Sexual predators have turned the blessings in the student-educator fiduciary relationship of authority, dependency and trust to a source of torment, the Deputy President of the Senate, Senator Ovie Omo-Agege, has said.
Delivering a keynote address in Abuja on Thursday, at the Conference on Sexual Violence in Nigeria, Omo-Agege explained that this concern informed his decision to sponsor the Sexual Harassment Bill in the Senate.
Citing jurisdictions in the United States, the United Kingdom, South Africa and Australia with laws that, specifically penalize sexual harassment in educational institutions of higher learning, he noted that the Sexual Harassment Bill passed into law by the Senate was not in isolation.
Represented by his Special Adviser on Legislative and Plenary, Prince Efe Dukul at the event, Omo-Agege described sexual harassment in tertiary institutions as a sore point in our collective psyche and existence as civilized people.

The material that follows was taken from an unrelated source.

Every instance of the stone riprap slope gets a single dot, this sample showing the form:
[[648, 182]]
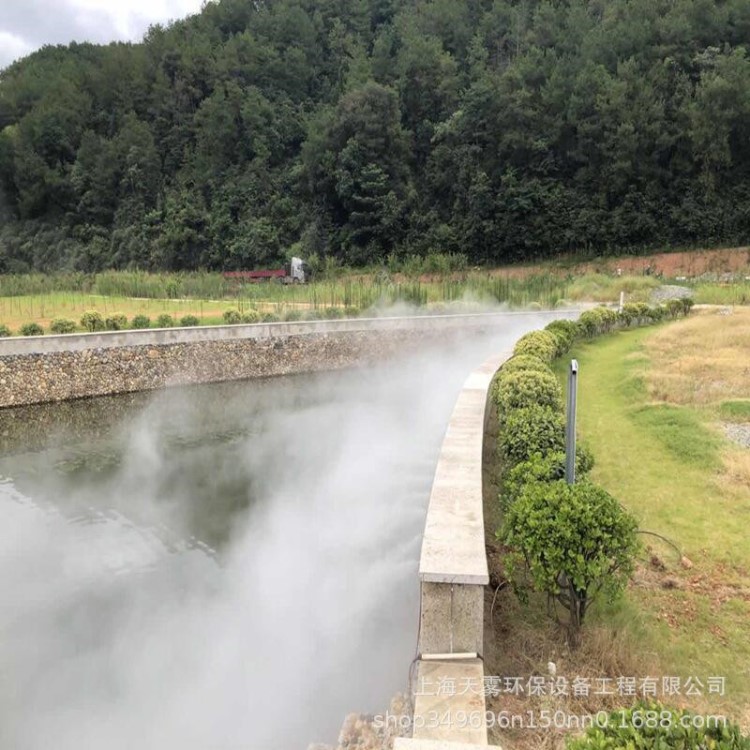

“Coming further home in Africa, according to the 2018 World Bank Group’s Women (Business and the Law) report, about 11 Africancountries have laws that specifically penalize sexual harassment in educational institutions of higher learning. That same report however, regrets that in 65 percent of the economies of the world, young women and girls are not adequately protected from sexual harassment in their places of learning”, he said.
In a related report in collaboration with the Global Partnership for Education, the World Bank body observes that between 2013 and 2017, the level of sexual harassment in institutions of learning, dropped
from 57.5 percent to 55 percent in 141 of the 189 countries considered, it is dismally poor and even worse than the drop from 16 to 13.5 percent that obtained at work places within the same period of review.